Last Sunday, President Donald Trump called Prime Minister Keith Rowley to have a discussion. The release from the Office of the Prime Minister was particularly opaque, while the Washington Post provided more details. What the local release did not say was that Prime Minister Rowley had been invited to Washington to visit President Trump. As to why that particular detail was omitted is not known, but it has certainly drawn a fair amount of attention.
There was also a story in the Guyana Guardian by Denis Adonis that suggested that a lobbyist may have arranged the call.
Whichever way it happened, White House Deputy Press Secretary Sarah Huckabee-Sanders revealed to the US media that the topics of terrorism and foreign fighters for Isis were discussed between the two last Sunday. University of Alberta Prof of International Relations, Andy Knight, had speculated with local media that that might have been the nature of the call and it turned out he was right.
Given the nature of the election campaign and the fact that Trump ran on the issue of eliminating what he called “radical Islamic terrorism”, there is no doubt that he will be very concerned about the rate of radicalisation of potential Isis fighters coming out of this country. That is so because for a small twin-island nation that rate far exceeds any other in this hemisphere.
Illegal immigrants might have been another topic that they may have spoken about, but that is an old topic as the Obama administration had a record number of deportations under its belt. However, those deportations are likely to increase during the Trump administration based on his crackdown on sanctuary cities in the USA that harbour illegal immigrants in protecting them from the federal authorities.

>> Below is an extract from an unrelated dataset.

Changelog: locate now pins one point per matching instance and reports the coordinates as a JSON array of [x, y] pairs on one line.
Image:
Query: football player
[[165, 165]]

The withdrawal of federal funding from these cities may see a change in policy and that has already started with Miami recently throwing in the towel, while others like New York and Chicago are still seeking to uphold their sanctuary status.
This column is being written before the Fatca debate in the House of Representatives. One does not know whether the issue of Fatca came up. It was an issue about which the Leader of the Opposition, Mrs Kamla Persad-Bissessar, had asked Rowley to write Trump to determine his position on the matter. When it was clear that Rowley would not do so, she took it upon herself to write to then President-elect Trump to inquire about his likely intended approach to the subject seeing that the Republican Party election platform called for its repeal.
As someone whose vote on the issue together with her colleagues would have determined whether or not the measure would have been passed, there was clear relevance in her writing to seek guidance on the issue.
In addressing the UWI community at the Regional Headquarters in Jamaica last July 20, Rowley told the gathering “…God forbid that certain other people get their hands on authority in our hemisphere…” Whoever he may have been referring to back in July may or may not have been forbidden by God to get their hands on authority in our hemisphere. Hopefully he was not speaking about then candidate Donald Trump because that is who has their hands on authority in our hemisphere now. And that is who Rowley has to work with for the next four years as President of the United States.
The direction of the Trump administration will move America away from a model of global governance in a borderless environment to one of putting America first. This was made crystal clear in President Trump’s inauguration address. He also made clear that the United States does not want to dictate to other countries how they should live.
The Trump doctrine will see the United States paying more attention to its national and domestic agenda as part of rebuilding its borders, economy and security. How that will square with some of the key markers of American foreign policy in this hemisphere is yet to be seen. The Monroe Doctrine of 1823 that placed emphasis on the United States not tolerating the intervention of foreign powers in the hemisphere may yet be recalibrated to address the issue of Isis and its global reach into our hemisphere, with T&T being a flashpoint in that recalibration.
President Theodore Roosevelt spoke about Big Stick diplomacy in 1904 and so was born the Roosevelt Corollary to the Monroe Doctrine in which the United States assigned to itself an international police power to justify its correction of what it saw as wrongdoing in the Hemisphere.
It is possible that a Trump administration may seek to play such a role, in a revised way, in this hemisphere if Isis is regarded as the main threat to United States interests in the region. Seeing that the Roosevelt Corollary emerged just after the Venezuelan Crisis of 1902-1903 and the European naval blockade of Venezuela, one wonders whether the prospect of another Venezuelan crisis may bring about a revival of that policy position of Theodore Roosevelt by President Trump in a revised format.